My father pointed to the corral. “You see that dapple gray? I’d like it if you’d put
a saddle on his back today.”
The dapple gray sure weren’t a looker. Horse face rings a bell. He’d never had a
curry comb as far as I could tell.
And the look that he was giving me was more than just a stare. His cold, black
devil eyes were warning, “Cowboy you beware.
“You ain’t the first to take a chance so go ahead and try. You throw a saddle on
my back, and you’ll be flying high.”
I queried. “Where’d you get the horse? He’s ugly as can be. Has he ever worn a
saddle? And if no, he’s not for me.”
My father said, “I’m not too sure, but just you never mind. I’ve got a feeling ’bout
this horse. I’d say he’s one good find!”
I slipped on his old hackamore with reins tied in a knot. The first part came too
easy. But for sure I had him caught.
I brushed him down then placed a saddlepad upon his back. His eyes were
getting bigger. He was planning his attack.

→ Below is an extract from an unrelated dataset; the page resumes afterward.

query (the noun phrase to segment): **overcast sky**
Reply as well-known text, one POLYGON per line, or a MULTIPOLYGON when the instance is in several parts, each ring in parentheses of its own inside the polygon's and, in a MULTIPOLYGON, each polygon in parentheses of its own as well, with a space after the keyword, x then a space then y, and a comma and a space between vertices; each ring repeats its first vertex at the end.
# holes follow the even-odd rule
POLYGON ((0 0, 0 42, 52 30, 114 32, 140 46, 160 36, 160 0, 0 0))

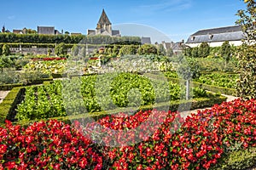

I put the saddle on the pad and moved it up a bit. Then pulled the cinch up to his
gut. That’s when he threw a fit!
He jumped straight up, dang near six feet, then came down buckin’ strong. I
never knew an ornery cuss could kick and buck so long.
The fightin’, stinkin’ piece of crowbait paused to look around. Then jumped back
into buckin’. He was sure enough Hellbound.
He finally stopped and stared at me, still snortin’, blowin’ snot. I reached and
pulled the saddle off. Another lesson taught.
I asked my father, “What’d you pay?” He said, “I got him free.” I said, “For him
that’s still too much if it were up to me!”
He said, “I knew that horse was trouble. Now he’s proved me right. Too bad he’s
not a keeper. He sure put up one good fight.”
I guess I kind of chuckled ’bout my father’s change of heart. He usually had good
horse sense but was wrong right from the start.
And I’m not so sure what happed to the ornery dapple gray. Do horses buck in
Hades? Bet that’s where he went to stay.